С запада и с юга Советской России угрожала новая опасность. Хорошо шли

дела у нас на востоке, на севере и на Кавказе. Но в Крыму собирал остатки

деникинцев провозглашенный "главнокомандующим вооруженными силами юга

России" барон Врангель. А на западе буржуазно-помещичья Польша упорно не

хотела идти на мир. Воззвание ВЦИК к Польше осталось без ответа. Вскоре

белопольские войска перешли в наступление, а 25 апреля захватили Киев.

12 мая в РСФСР вновь ввели военное положение. Командующим Западным

фронтом назначили М. Н. Тухачевского. 15-я и 16-я армии должны были нанести

по белополякам основной удар. Тем временем Юго-Западный фронт обязан был

очистить от врага Центральную Украину. Командующий фронтом А. И. Егоров

спешно стягивал силы в район Приднепровья. Газеты оповестили о партийных и

рабочих мобилизациях. Уже отдавшие ранее фронтам лучших людей, пролетарские

центры страны слали на запад и юго-запад новые рабочие полки. Сворачивались

занятия на командирских курсах, и молодых красных офицеров досрочно

направляли в действующую армию. Опустела и наша академия. В мае большая

группа слушателей была откомандирована в Харьков, где находился штаб А. И.

Егорова.

До Харькова мы добирались кто как мог.
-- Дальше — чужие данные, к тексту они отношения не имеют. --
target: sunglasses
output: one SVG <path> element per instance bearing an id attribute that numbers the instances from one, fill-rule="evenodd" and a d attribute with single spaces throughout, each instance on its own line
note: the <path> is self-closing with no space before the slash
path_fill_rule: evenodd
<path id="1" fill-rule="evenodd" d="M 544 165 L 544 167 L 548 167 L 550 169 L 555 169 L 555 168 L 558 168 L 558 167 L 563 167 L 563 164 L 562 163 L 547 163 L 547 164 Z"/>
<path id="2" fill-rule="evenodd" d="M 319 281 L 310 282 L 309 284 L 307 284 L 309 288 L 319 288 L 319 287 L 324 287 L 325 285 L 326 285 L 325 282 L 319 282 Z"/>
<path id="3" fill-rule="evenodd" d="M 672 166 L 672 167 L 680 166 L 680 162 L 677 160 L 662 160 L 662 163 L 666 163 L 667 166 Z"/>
Одна из групп "академиков" (как

нас называли в шутку) попала в вагон, который прицепили к поезду члена

Реввоенсовета фронта И. В. Сталина. Другим членом РВС Юго-Западного фронта

назначили латыша Рейнгольда Иосифовича Берзина. Талантливый литератор,

участник первой русской революции, \50\ прапорщик-фронтовик в дни мировой

войны, один из руководителей боевых операций против белопольского корпуса

Довбор-Мусницкого после Октября, главнокомандующий так называемым Западным

революционным фронтом, а потом Северо-Урало-Сибирским фронтом и 3-й армией

против Колчака, инспектор армии Советской Латвии, затем член Реввоенсовета

ряда фронтов, Берзин был надежным и стойким человеком. Я познакомился с ним

несколько позже. Не знал я раньше лично и И.В. Сталина, хотя слышал о нем,

находясь на Южном фронте годом раньше.

Прибыв в Харьков, мы отправились в штаб фронта. Его начальник И. Н.

Петин не пожалел для нас доброго часа. Он обстоятельно рассказал об

обстановке, ввел в курс событий и упомянул, что служить мы будем в 1-й

Конной армии. Эту армию уже в то время знали все. Каждый слышал, как

небольшой кавалерийский отряд Буденного, постепенно становясь полком,

бригадой, дивизией, корпусом, армией и набираясь опыта, громил вражеские

войска Краснова, Богаевского, Мамонтова, Шатилова, Врангеля, Шкуро,

Сидорина, Улагая, Покровского и других белоказачьих атаманов и деникинских

генералов. Воевать под конармейским знаменем было немалой честью. Вместе с

тем это означало, что нам предстояло очень скоро принять самое активное

участие в операциях, ибо кого-кого, а уж Конармию держать в резерве не

будут. И мы с нетерпением ждали минуты, когда вольемся в этот коллектив,

овеянный боевой славой. Но начштаба повел нас сначала к командующему

фронтом. Александр Ильич Егоров тепло напутствовал молодых генштабистов,

после чего с нами пожелал встретиться И. В. Сталин.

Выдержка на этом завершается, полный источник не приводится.